A solução, portanto, reside no crédito e na forma como os meios de pagamento deverão ser administrados, de modo que não haja destruição generalizada de direitos e obrigações. Há um déficit crescente de produção e vendas, o que significa que a relativa ociosidade do sistema econômico deverá ser compensada por maiores níveis de liquidez e melhores condições de solvência. É preciso oferecer condições para que os agentes econômicos recuperem sua capacidade de pagamento, tornando-se aptos a honrar, com crédito, as prestações e as contraprestações que não possam ser honradas com produção, vendas e a decorrente renda. E essas condições se demonstram tão mais necessárias quanto mais críticos forem os impactos da pandemia nas atividades econômicas reais.
Num contexto como esse, afigura-se duvidosa a capacidade de o Sistema Financeiro Nacional cumprir o papel que lhe cabe. Isso porque, tradicionalmente, o crédito tem sido refém dos elevadíssimos custos de nosso modelo de intermediação, a ponto de ser crônica a sua inexistência, pelo menos nas requeridas condições de qualidade e quantidade, mesmo nas melhores fases da economia brasileira.

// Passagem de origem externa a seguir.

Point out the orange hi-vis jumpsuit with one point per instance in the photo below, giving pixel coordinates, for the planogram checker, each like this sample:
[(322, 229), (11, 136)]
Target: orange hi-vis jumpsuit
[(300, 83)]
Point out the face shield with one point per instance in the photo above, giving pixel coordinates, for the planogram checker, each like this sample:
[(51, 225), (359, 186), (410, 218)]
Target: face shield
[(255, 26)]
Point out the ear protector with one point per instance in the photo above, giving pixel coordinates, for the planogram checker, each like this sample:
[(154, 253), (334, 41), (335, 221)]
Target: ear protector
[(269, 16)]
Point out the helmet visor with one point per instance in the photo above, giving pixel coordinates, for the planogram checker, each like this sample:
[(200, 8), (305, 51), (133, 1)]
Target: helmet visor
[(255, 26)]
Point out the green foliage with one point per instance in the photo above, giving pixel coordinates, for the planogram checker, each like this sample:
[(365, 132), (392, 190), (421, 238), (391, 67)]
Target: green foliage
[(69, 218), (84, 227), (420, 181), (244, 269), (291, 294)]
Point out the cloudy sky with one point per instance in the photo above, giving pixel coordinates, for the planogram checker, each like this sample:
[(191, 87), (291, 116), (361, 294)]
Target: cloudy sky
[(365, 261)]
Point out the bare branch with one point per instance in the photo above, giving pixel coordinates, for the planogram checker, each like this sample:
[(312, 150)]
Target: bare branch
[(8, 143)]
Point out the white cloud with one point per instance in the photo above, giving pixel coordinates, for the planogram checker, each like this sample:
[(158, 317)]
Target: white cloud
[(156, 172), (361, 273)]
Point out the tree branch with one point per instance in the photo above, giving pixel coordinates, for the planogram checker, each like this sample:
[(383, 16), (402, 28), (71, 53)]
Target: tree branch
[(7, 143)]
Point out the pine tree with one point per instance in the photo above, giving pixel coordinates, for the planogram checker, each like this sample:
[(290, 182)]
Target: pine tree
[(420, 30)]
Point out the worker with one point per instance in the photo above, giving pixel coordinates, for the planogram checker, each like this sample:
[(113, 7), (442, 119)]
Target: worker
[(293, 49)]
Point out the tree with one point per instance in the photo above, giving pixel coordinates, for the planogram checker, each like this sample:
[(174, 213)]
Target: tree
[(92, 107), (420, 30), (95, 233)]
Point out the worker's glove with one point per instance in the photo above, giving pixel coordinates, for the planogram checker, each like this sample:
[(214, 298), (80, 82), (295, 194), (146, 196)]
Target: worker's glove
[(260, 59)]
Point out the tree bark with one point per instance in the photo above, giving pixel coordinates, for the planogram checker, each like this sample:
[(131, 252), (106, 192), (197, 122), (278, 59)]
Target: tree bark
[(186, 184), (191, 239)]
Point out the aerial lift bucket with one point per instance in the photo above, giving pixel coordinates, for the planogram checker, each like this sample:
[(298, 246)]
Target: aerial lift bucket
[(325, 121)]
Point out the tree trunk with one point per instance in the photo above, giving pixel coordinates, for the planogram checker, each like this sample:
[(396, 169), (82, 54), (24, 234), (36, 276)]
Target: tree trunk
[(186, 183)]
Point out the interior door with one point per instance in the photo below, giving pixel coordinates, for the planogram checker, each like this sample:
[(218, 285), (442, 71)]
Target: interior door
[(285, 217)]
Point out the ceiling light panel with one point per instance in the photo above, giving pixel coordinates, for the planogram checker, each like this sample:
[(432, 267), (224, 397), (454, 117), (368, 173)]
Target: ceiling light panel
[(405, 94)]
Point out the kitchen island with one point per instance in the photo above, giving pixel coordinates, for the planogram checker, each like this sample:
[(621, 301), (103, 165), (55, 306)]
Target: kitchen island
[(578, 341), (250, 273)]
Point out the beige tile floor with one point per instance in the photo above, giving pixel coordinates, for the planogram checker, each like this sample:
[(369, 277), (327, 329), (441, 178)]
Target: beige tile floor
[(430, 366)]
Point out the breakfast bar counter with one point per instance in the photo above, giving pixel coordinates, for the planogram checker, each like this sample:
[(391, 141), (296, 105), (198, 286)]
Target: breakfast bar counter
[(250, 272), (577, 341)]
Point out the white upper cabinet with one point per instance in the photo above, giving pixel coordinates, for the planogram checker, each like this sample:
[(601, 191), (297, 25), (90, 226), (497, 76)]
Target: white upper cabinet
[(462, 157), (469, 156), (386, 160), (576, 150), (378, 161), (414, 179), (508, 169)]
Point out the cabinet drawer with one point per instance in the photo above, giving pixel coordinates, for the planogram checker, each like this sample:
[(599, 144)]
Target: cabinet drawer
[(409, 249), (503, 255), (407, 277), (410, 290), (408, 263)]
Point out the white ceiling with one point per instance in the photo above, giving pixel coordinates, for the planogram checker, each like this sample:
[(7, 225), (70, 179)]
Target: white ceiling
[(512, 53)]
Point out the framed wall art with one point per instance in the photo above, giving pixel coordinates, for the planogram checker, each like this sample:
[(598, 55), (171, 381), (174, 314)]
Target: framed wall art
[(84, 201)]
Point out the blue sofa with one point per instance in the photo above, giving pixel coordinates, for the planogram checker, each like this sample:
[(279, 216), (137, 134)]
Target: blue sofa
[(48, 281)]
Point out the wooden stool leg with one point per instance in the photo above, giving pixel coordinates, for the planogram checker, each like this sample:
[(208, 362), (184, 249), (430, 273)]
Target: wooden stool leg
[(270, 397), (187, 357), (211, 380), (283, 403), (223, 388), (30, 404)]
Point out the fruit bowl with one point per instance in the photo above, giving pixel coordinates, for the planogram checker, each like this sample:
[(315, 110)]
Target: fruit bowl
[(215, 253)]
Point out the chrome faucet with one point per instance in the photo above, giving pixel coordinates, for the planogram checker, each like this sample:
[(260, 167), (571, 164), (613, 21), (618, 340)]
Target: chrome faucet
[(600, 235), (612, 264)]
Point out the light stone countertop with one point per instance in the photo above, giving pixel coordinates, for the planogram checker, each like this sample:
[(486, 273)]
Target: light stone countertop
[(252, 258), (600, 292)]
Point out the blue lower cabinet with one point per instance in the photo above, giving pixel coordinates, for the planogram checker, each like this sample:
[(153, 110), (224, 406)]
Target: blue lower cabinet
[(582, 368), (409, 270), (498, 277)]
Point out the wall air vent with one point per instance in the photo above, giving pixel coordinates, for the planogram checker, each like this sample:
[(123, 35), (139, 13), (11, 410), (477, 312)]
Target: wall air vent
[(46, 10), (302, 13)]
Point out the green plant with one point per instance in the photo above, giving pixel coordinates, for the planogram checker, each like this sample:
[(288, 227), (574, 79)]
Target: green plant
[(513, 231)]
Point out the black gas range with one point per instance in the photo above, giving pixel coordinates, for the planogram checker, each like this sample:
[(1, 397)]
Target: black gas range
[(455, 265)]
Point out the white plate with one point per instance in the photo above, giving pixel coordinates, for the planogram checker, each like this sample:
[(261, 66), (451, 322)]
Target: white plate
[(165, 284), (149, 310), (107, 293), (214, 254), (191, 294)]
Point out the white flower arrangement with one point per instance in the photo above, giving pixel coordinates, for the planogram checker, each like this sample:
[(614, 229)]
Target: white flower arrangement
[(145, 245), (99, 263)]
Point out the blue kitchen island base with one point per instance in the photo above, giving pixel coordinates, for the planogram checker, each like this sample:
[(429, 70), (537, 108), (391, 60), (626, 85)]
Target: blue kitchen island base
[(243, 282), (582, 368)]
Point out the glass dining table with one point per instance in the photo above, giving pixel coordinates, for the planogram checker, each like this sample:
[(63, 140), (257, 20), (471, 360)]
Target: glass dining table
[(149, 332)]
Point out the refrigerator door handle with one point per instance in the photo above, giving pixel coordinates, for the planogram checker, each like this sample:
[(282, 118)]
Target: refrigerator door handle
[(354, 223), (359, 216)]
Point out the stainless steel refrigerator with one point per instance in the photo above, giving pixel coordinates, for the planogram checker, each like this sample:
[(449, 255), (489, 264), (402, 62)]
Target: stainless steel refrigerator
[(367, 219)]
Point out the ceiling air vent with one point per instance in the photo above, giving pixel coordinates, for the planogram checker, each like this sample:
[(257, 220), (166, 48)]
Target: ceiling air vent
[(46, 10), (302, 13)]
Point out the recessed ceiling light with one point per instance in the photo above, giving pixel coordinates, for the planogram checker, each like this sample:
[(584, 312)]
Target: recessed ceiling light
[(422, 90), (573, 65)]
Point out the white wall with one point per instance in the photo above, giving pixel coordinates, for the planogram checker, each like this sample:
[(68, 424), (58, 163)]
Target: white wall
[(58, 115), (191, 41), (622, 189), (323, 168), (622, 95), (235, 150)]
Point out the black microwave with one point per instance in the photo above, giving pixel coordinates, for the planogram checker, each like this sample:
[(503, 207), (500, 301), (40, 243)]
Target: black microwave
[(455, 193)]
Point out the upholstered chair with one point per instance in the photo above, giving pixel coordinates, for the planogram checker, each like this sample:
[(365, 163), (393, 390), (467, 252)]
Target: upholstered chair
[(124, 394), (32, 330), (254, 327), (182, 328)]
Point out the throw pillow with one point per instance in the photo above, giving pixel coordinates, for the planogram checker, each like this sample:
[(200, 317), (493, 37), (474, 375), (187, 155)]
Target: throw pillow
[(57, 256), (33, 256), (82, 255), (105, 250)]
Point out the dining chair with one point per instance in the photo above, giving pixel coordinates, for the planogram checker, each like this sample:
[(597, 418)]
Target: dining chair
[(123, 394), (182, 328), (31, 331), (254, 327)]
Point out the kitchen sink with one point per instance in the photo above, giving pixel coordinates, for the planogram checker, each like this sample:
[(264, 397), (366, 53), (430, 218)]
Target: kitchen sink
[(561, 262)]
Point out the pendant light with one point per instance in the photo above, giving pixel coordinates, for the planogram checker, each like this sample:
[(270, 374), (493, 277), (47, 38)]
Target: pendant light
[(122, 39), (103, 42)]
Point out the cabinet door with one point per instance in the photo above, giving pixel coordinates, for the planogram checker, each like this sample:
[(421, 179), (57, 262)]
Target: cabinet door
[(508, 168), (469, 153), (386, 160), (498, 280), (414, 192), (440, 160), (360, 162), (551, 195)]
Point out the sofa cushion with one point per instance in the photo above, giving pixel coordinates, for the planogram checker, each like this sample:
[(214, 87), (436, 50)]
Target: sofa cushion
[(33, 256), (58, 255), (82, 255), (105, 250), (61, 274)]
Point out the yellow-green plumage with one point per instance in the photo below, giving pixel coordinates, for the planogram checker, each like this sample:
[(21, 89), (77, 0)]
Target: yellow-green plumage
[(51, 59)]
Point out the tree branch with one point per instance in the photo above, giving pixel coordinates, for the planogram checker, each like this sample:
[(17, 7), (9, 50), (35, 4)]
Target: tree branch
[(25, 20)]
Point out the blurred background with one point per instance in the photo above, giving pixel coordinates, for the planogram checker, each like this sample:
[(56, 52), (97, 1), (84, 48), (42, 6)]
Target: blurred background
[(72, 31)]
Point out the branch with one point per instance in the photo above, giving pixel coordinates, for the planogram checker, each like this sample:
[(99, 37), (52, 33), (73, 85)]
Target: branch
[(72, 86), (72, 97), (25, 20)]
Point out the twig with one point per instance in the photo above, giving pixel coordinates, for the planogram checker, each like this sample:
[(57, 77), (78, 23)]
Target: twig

Exatamente por isso, os desafios conjunturais, representados pela pandemia, não poderão ser enfrentados e vencidos sem que se contemplem mudanças, relativamente profundas, na estrutura de organização e no funcionamento de nosso Sistema Financeiro Nacional.
Engana-se quem acredita que a solução econômica da crise seja fiscal. Não é. Ela é monetária e, no âmbito da moeda, de crédito. Isso muitos agentes econômicos já perceberam, a exemplo de locadores e locatários, cujas relações obrigacionais vêm sendo repactuadas, a fim de que se mantenham exequíveis e válidas. Em tantos outros casos, a repactuação não poderá ser feita no “fio do bigode”, pois exigirá a moeda como instrumento de mediação.